What I find is that most tourists want to see something they are familiar with. They have no idea why things are good, they just know that they have heard of them so they want to see it. Why do people want to see Times Square and the Empire State Building? It's because they know them from movies. It's as simple as that for most people. Think about Times Square for a second - it is literally a bunch of lit up advertisements in a busy part of town. Why the hell would anyone want to go out of their way to see that? Not to mention the fact that similar things exist in many Asian cities. It is just because they know what it is from seeing it in various types of media.

If you made a bunch of really famous movies about Toronto, then people would suddenly want to see the OCAD building, the CN Tower and whatever else got featured. That would take years to change and may never change.

However, I think Toronto gets a large number of tourists considering the lack of media exposure. I agree with the comment earlier that Niagara Falls should be pushed as something to do in (and around) Toronto as a combination trip. The CN Tower is still a crowd pleaser after all these years as well. So I would say those are the best things to push right now until Toronto gets more media exposure worldwide.

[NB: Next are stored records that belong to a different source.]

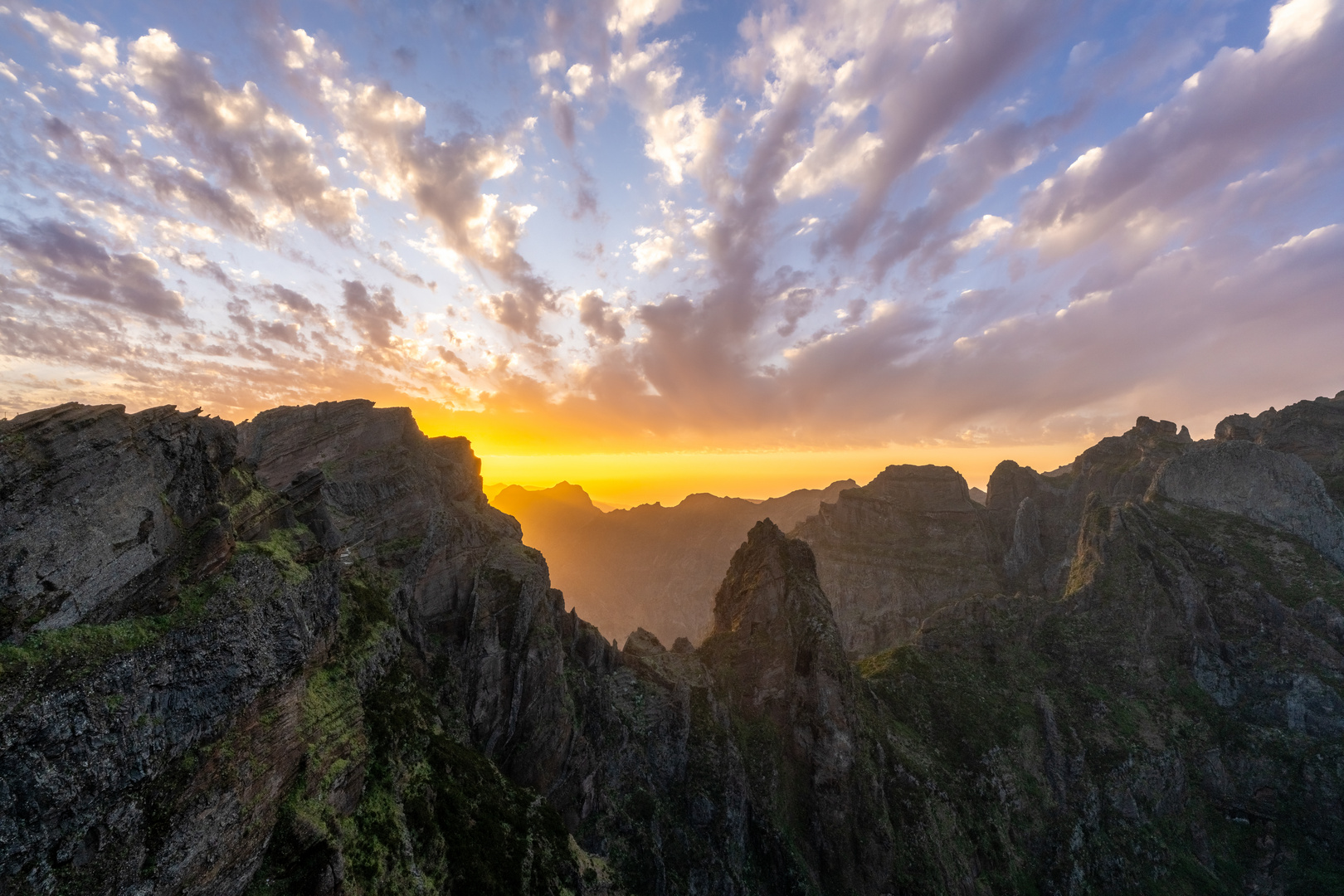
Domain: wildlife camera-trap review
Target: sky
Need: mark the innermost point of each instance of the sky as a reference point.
(671, 246)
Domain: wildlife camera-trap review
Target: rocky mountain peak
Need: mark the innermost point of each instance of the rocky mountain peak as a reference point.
(921, 488)
(771, 577)
(1312, 430)
(97, 504)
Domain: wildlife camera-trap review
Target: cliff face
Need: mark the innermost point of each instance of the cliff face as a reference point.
(336, 670)
(898, 548)
(1311, 430)
(301, 645)
(654, 567)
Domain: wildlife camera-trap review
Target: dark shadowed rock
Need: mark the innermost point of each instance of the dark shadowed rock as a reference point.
(895, 550)
(95, 503)
(1312, 430)
(654, 567)
(777, 652)
(1274, 489)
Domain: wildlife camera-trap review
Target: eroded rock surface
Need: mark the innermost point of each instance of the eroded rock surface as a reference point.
(347, 674)
(95, 504)
(895, 550)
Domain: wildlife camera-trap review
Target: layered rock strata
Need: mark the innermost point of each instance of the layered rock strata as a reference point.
(344, 674)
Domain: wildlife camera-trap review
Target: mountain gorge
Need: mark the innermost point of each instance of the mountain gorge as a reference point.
(654, 567)
(304, 655)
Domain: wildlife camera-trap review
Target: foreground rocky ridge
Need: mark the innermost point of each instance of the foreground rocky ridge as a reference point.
(338, 670)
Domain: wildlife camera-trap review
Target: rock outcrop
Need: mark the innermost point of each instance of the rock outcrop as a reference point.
(1274, 489)
(97, 507)
(652, 566)
(339, 670)
(1312, 430)
(898, 548)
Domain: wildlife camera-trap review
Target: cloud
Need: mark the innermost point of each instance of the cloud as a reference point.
(241, 134)
(386, 132)
(914, 69)
(600, 317)
(797, 304)
(373, 314)
(1244, 105)
(73, 262)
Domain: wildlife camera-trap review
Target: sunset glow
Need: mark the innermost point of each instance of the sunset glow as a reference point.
(665, 247)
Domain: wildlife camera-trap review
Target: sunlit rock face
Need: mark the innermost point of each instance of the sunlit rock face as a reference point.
(342, 670)
(1312, 430)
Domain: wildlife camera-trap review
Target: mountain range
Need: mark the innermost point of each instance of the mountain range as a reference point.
(650, 566)
(304, 655)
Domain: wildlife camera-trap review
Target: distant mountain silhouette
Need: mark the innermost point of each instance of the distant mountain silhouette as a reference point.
(650, 566)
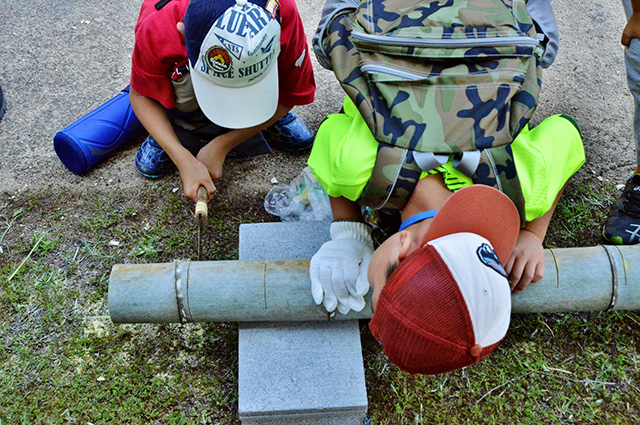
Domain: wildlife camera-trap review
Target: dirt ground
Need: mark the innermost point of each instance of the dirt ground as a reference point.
(62, 59)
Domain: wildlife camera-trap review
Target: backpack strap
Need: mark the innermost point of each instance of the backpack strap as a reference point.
(396, 173)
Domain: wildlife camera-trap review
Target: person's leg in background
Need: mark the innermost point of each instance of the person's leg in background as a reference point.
(623, 226)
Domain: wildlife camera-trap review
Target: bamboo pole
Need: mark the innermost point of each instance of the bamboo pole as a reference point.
(576, 279)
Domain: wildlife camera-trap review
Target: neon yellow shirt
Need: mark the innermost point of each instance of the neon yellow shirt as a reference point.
(344, 154)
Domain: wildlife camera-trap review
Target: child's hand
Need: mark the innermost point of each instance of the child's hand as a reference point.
(526, 263)
(195, 174)
(631, 30)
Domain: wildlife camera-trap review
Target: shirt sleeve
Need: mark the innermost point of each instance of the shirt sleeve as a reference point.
(297, 83)
(158, 49)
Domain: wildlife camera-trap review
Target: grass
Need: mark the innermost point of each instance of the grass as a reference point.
(63, 361)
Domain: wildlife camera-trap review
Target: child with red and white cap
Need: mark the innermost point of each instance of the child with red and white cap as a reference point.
(442, 283)
(212, 77)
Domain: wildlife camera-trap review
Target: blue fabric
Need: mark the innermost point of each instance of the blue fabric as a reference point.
(632, 60)
(417, 218)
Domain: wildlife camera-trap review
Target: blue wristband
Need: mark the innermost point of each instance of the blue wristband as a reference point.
(416, 218)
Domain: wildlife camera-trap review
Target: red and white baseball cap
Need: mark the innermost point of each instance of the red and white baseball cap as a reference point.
(448, 304)
(233, 48)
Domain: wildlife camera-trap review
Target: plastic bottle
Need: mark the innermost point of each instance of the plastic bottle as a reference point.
(97, 135)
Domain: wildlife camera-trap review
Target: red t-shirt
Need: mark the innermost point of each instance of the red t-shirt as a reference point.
(159, 49)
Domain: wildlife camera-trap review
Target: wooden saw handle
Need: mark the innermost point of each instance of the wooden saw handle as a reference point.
(202, 210)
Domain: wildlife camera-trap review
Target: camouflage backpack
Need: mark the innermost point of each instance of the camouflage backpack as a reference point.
(435, 78)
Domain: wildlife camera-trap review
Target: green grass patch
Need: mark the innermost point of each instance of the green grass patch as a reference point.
(63, 361)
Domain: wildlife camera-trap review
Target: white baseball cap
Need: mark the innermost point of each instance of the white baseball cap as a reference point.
(233, 48)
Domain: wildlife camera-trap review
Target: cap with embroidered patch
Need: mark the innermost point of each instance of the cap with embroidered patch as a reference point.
(233, 48)
(448, 304)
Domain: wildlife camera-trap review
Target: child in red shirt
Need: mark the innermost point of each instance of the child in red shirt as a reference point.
(208, 77)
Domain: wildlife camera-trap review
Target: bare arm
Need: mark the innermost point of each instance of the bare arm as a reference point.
(214, 153)
(153, 117)
(344, 209)
(526, 263)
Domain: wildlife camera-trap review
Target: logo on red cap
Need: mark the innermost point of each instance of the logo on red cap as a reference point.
(218, 60)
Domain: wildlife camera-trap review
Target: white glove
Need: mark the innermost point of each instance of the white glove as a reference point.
(338, 270)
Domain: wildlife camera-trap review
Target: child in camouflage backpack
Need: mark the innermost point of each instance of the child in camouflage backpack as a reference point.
(442, 283)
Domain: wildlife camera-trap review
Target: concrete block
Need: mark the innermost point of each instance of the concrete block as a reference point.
(297, 373)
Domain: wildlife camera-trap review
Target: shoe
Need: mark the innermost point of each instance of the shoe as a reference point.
(152, 161)
(623, 226)
(3, 105)
(290, 133)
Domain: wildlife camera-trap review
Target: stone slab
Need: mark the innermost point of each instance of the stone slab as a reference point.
(297, 373)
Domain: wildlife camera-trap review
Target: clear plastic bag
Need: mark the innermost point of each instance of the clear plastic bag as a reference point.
(302, 200)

That I agree 100%. Often travellers are not rational. They want to see stuff often shown on TV, just for the heck of it. A case in point is the Hollywood sign in LA. When I lived in LA, everyone who visits insists seeing that sign, when actually it is just some letters on the mountain and there is absolutely nothing special about it. Time Square is another good example.

I think Toronto did a poor job in promoting itself. In most movies shot here, we pretend to be an US city, let it be NYC or Chicago. It sucks! You know what, Miami got a lot of attention since the broadcasting of "CSI-Miami", and Toronto should do something and show itself as nothing but Toronto.

I was watching "flashpoint" and got really excited about Toronto's cool skyline constantly being show on the screen. There are many cool things about this city, and Canadians should really have more courage to show them. If I ask a random friend from Asia about Toronto, he or she probably only know about CN Tower if anything at all, while everyone knows all those famous but cliche tourist "must-go" in American cities. what a shame.
 
the sad thing is Toronto for 95% of the time has been masquerading as an American city in those films. Toronto seldom was Toronto in them and CN tower has to be carefully avoided all the time.

In the old days this was true. More and more, however, TV series show Toronto as Toronto... not some generic North American city. It's about time. King, Flashpoint, Degrassi (and the Bridge, from a couple of years ago) all are unabashedly Torontonian in their locations. That's a good deal better than the situation from even half a decade ago.